そうであれば、弟子たちの打ち沈んだ姿はよく分かる。主イエスが十字架につけられた後、彼らは「ティベリアス湖畔」に帰ってきました。挫折の末の弟子たちの目には、この春の故郷の湖は涙が出るほど美しく見えたことでしょう。三年間の伝道は失敗に終わりました。都での弟子集団の崩壊、裏切りと棄教、それは思い出すだけでも苦痛でした。「これからどう生きればよいのか」その疑問に兄弟子ペトロはこう答える他はありません。「わたしは漁に行く」(21:3)と。元々漁師だったのだ、それがイエス様の口車に乗って「人間を獲る漁師」になろうなどと思い上がったのが迷い道の始まりだ、今、頭を打ってやっと我に返ったのだと。神学校の先生が嘆いていました。教会に派遣された卒業生が、数年で躓く、伝道者であることを辞める、そして普通の仕事に戻る者が多いと。
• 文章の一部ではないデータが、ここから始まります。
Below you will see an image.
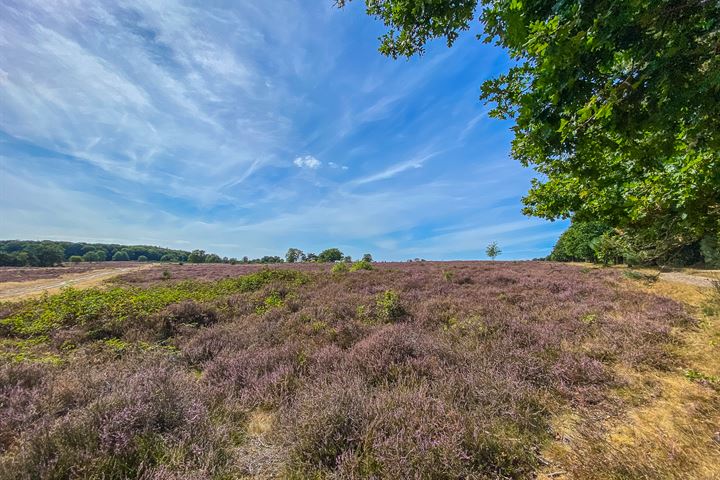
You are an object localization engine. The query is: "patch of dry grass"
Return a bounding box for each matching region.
[544,281,720,480]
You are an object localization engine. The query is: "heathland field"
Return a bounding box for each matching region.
[0,262,720,480]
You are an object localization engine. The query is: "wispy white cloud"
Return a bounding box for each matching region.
[0,0,561,258]
[293,155,322,170]
[350,153,437,185]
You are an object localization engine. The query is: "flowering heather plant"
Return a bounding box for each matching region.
[0,262,691,479]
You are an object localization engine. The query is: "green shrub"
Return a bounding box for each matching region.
[592,231,628,265]
[375,290,406,322]
[550,222,610,262]
[700,232,720,268]
[350,260,373,272]
[332,262,350,273]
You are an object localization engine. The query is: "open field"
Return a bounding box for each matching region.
[0,262,147,284]
[0,262,154,301]
[0,262,720,480]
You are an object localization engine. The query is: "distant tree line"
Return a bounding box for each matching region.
[549,221,720,268]
[281,248,373,263]
[0,240,208,267]
[0,240,372,267]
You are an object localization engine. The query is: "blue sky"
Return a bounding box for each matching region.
[0,0,567,260]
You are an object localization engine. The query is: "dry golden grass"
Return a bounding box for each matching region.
[539,279,720,480]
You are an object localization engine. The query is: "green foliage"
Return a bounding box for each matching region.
[332,262,350,273]
[285,248,304,263]
[83,250,107,262]
[485,242,502,260]
[0,240,205,266]
[338,0,720,258]
[205,253,223,263]
[113,250,130,262]
[550,222,610,262]
[590,231,629,265]
[0,270,308,336]
[700,231,720,268]
[318,248,343,263]
[350,259,373,272]
[188,250,206,263]
[255,292,285,314]
[375,290,406,323]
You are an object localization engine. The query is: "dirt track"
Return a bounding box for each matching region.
[660,272,720,287]
[0,264,155,301]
しかし、そうやって徹夜で働いても一匹の漁獲もありませんでした。この労働の空しさこそ、弟子たちが三年間の伝道において味わい尽くした、苦さだったのではないでしょうか。「その夜は、何もとれなかった」(21:3b)。ここに、再びヨハネの「夜」が現れるのです。「ある夜」(3:2)、イエスを訪ねた議員ニコデモも「新しい人」になり損なう、その「夜の人」と描かれていました。ユダが裏切るために出て行った時も「夜であった」(13:30)。ペトロの伝道の夜、それは手応えなき労苦のことです。力一杯奉仕をした者だけが知る、深い虚無が教会を海のように満たしている。最初から弟子になどならず、もっと従うことにいいかげんだったら、この空しさを味わうことも、生涯なかったであろうに、そう思う夜であります。
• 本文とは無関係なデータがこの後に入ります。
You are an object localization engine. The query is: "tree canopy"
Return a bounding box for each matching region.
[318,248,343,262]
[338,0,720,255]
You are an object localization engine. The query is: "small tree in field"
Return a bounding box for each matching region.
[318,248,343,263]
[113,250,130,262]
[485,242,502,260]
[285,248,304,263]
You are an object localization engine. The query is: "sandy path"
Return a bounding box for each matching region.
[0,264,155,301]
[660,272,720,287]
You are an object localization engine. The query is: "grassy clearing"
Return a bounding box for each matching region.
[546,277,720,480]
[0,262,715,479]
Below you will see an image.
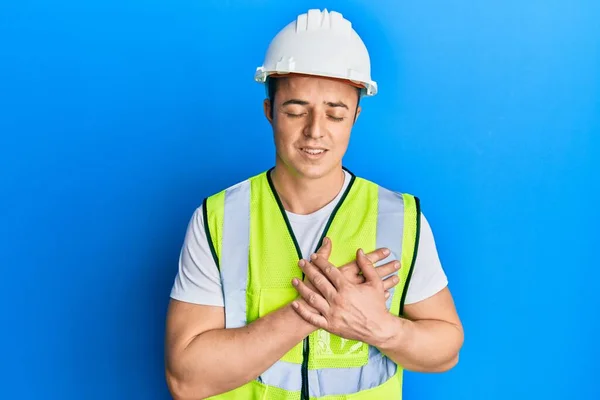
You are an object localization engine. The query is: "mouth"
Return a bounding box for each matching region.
[299,147,327,160]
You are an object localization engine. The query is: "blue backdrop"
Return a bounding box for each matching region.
[0,0,600,400]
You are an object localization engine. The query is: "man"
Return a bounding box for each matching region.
[166,10,463,400]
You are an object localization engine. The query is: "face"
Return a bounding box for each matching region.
[264,76,360,179]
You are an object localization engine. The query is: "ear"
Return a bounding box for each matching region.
[354,106,362,123]
[263,99,273,124]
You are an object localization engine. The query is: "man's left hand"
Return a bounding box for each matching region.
[292,245,392,344]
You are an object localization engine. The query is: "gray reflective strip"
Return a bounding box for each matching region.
[258,361,302,392]
[221,181,250,328]
[258,347,397,397]
[376,186,410,310]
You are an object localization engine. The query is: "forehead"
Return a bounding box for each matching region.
[275,76,357,100]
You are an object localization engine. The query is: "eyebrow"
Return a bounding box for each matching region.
[282,99,308,106]
[325,101,348,110]
[282,99,348,110]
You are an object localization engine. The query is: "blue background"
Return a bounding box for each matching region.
[0,0,600,400]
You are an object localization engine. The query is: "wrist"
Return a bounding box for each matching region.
[286,297,318,336]
[370,313,411,351]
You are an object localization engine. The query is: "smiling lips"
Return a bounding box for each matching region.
[300,147,327,159]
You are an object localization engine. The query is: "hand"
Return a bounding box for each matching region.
[304,237,400,300]
[292,244,397,343]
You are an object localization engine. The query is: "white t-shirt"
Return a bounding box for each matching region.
[171,171,448,307]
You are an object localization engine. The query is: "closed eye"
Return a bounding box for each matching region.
[285,112,305,118]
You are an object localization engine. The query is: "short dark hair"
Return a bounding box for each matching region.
[265,77,362,118]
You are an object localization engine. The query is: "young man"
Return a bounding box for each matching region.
[166,10,463,400]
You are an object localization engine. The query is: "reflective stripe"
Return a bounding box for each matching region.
[221,181,250,328]
[376,186,404,310]
[308,346,397,397]
[258,346,397,397]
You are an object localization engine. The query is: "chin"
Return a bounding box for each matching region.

「イエスが死者の中から復活した後、弟子たちに現れたのは、これでもう三度目である」(21:14)。ここを「補遺」であることを忘れて素直に読めば、21章は、弟子たちが、エルサレムで既に二度、甦りの主と出会った後の物語となります。主は20章で既に弟子たちに息を吹きかけ(20:22)、伝道の使命を与え、疑い深いトマスもついに「わたしの主、わたしの神よ」(20:28)と信仰を告白することが出来ました。それでいて、どうして21章でこんなことになるのか。湖畔で、もうペトロもトマスも、暗い。歓喜の信仰告白がなされた直後、ぱっと場面が変わったら、もう同じ人が、立ち尽くしている。だから、最初に言った解釈、これは未だ復活の主に出会っていない弟子たちの伝承だったのだ、そう言われることにもなります。しかしこれを、私たちの信仰生活に当てはめれば、どこも不思議ではありません。むしろ本当に教会で見慣れた姿、私たちにも思い当たる「夜の心」だと思います。
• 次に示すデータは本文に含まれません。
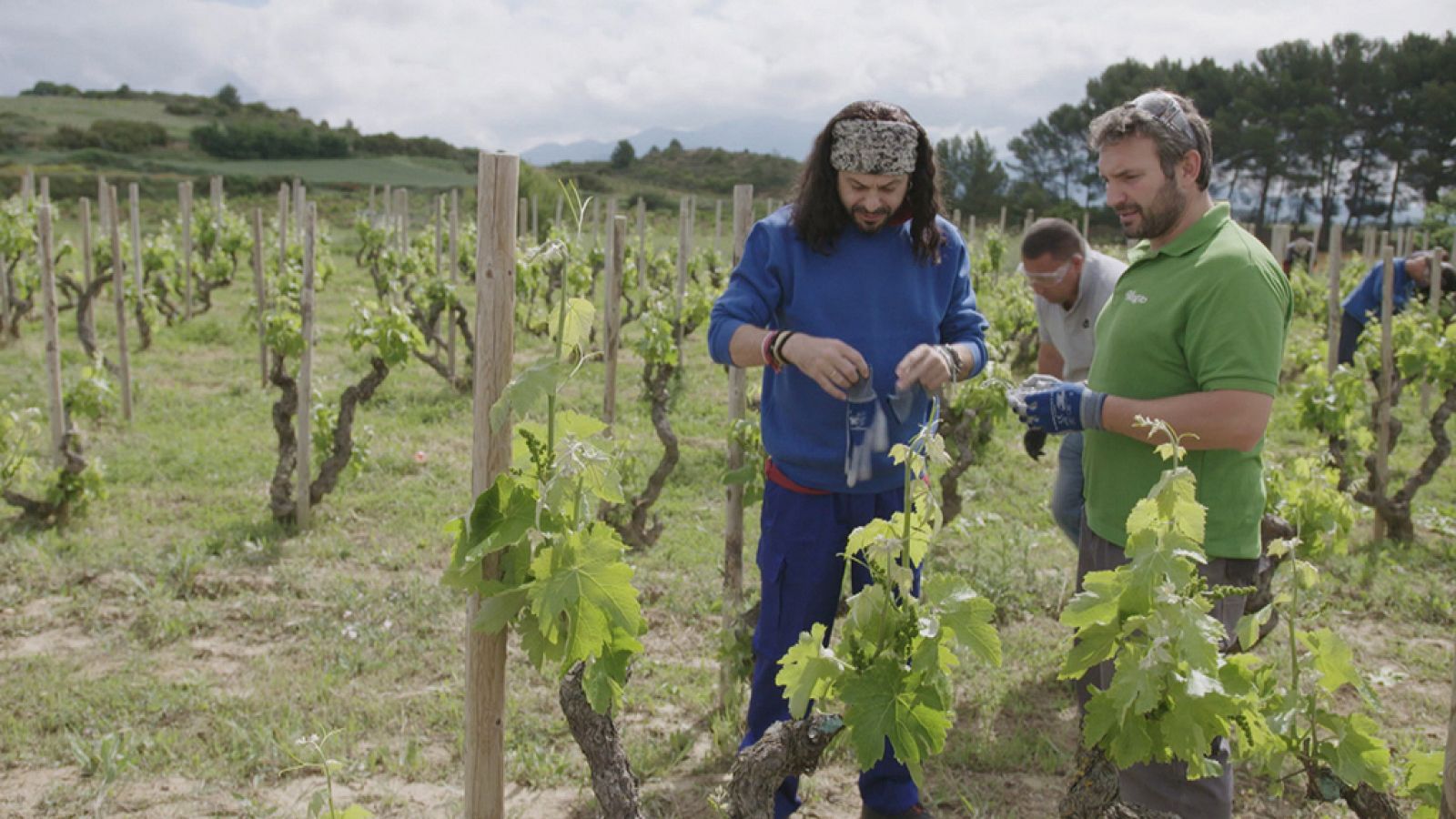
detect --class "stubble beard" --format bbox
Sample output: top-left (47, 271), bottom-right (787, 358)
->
top-left (1123, 179), bottom-right (1188, 239)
ここにおられる方々は、主の甦りを信じて、洗礼を受けた人たちです。しかしその後、迷わずキリストの弟子として前進したかと言うと、そういう人は私も含めて多くありません。むしろ、そこが故郷であるかのように、受洗前の時代に、夜の時代に帰ってしまった、そういう経験はないかということです。弟子たちはその先輩です。後世の学者たちから言われます。これでは20章と21章は繋がらないではないかと、それと似て、私たちの人生も後の人々から、一貫しない信仰生活と、この人はあんなに喜んで洗礼を受けたのに、やがて元に戻った、20章と21章は繋がらないと、伝記に書かれるような生き方をしている。しかし復活の主は、そんな私たちを決して見棄てない。そういう憐れみの物語を、ヨハネ福音書21章の「補遺」は語ろうとしているのです。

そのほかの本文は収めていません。